Examinaba entretanto el Presidiario la joven, fina y demacrada persona de Perico, y con un movimiento despreciativo respondió al ventero:
-Pues si os da ruido, plantarlo en la del Rey.
-Eso no, exclamó Marta... infeliz... yo tengo un hijo en América, que puede que esté a estas horas como éste, abandonado de todos, y que clame, como éste lo hace, por su madre...
¡No, no señor! no le desampararemos, ni la Señora cuyo escapulario lleva, ni yo...
-Cómprele Vd. dulces, dijo el Presidiario volviendo a bajar.
-¿Qué se dice? le preguntó al ventero.
-Que van a poner a premio la cabeza de Diego.
-¿El qué? volvió a preguntar el Presidiario con extraño y ávido interés.
El ventero repitió lo que había dicho.
Quedóse un momento suspenso el Presidiario, y luego prosiguió:
-¿Dónde se cree que estamos?
-Hacia Despeñaperros.
-¿Se nos persigue?
-Sí, una partida de caballería hay en Sevilla, una de infantería en Córdoba y una de migueletes en Utrera.
-Zapatos han de romper antes de vernos las caras, dijo el Presidiario; y si nos las ven, caro les ha de costar.
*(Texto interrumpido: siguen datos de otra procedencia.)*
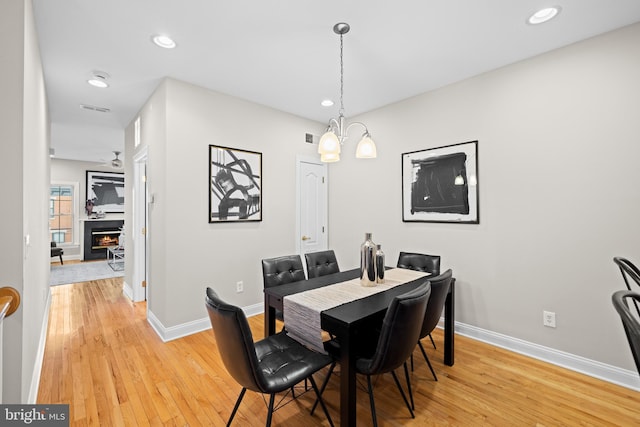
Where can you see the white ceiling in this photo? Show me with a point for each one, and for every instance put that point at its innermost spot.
(284, 53)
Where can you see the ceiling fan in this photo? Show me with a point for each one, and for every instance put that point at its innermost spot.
(115, 163)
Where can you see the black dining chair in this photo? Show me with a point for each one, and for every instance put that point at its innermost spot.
(630, 321)
(399, 333)
(420, 262)
(321, 263)
(440, 286)
(268, 366)
(629, 272)
(281, 270)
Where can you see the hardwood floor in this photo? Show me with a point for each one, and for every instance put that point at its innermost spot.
(105, 360)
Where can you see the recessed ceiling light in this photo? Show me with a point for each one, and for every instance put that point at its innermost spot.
(544, 15)
(99, 79)
(164, 41)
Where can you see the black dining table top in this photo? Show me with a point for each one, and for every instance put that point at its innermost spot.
(352, 312)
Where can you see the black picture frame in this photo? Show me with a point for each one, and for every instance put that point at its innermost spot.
(235, 185)
(105, 191)
(441, 184)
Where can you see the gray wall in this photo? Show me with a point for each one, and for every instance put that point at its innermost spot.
(558, 173)
(25, 173)
(558, 158)
(186, 252)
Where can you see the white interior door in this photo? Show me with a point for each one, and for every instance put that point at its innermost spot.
(312, 225)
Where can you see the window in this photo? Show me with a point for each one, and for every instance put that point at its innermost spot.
(61, 209)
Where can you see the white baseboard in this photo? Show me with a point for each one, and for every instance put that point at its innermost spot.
(37, 369)
(127, 290)
(612, 374)
(179, 331)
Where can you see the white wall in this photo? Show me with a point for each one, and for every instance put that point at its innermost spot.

-Ya, ya sabemos, repuso Andrés, que el que se le pone por delante a Diego, bien puede buscar su sepultura... pero al fin tantos pueden ser...
-¿Tiene Vd. curiosidad, le interrumpió el Presidiario, de saber a lo que sabe un soplamocos dado de mi mano?
-Ninguna, dijo Andrés retrocediendo dos pasos.
-Pues, ponga más lastre en su lengua... venga el pan... y ligero.
Andrés se apresuró a obedecer.
Iba a salir el bandido, cuando se oyó la voz de Marta que lo llamaba.
-Se me pasaba, dijo; tome Vd. ese dinero, déselo al capitán, y dígale que lo que hago con este mozo es por caridad y no por interés.
-Seguro está que le dé yo semejante razón, repuso el bandido. No sufre él no, ni cuando dice daca, ni cuando dice toma... pero para avenir a Vds. me lo guardaré yo.
Metió las espuelas al caballo y desapareció.
-Pusiste una pica en Flandes, dijo impaciente el ventero a su mujer. ¿Estará mejor ese dinero, despilfarradota, en manos de ese bribonazo que en las nuestras? Las mujeres, ¡mal haya su pelo! ¡el demonio que las entienda!
-Yo me entiendo y Dios me entiende, dijo la buena mujer, volviéndose a subir al cuarto del enfermo.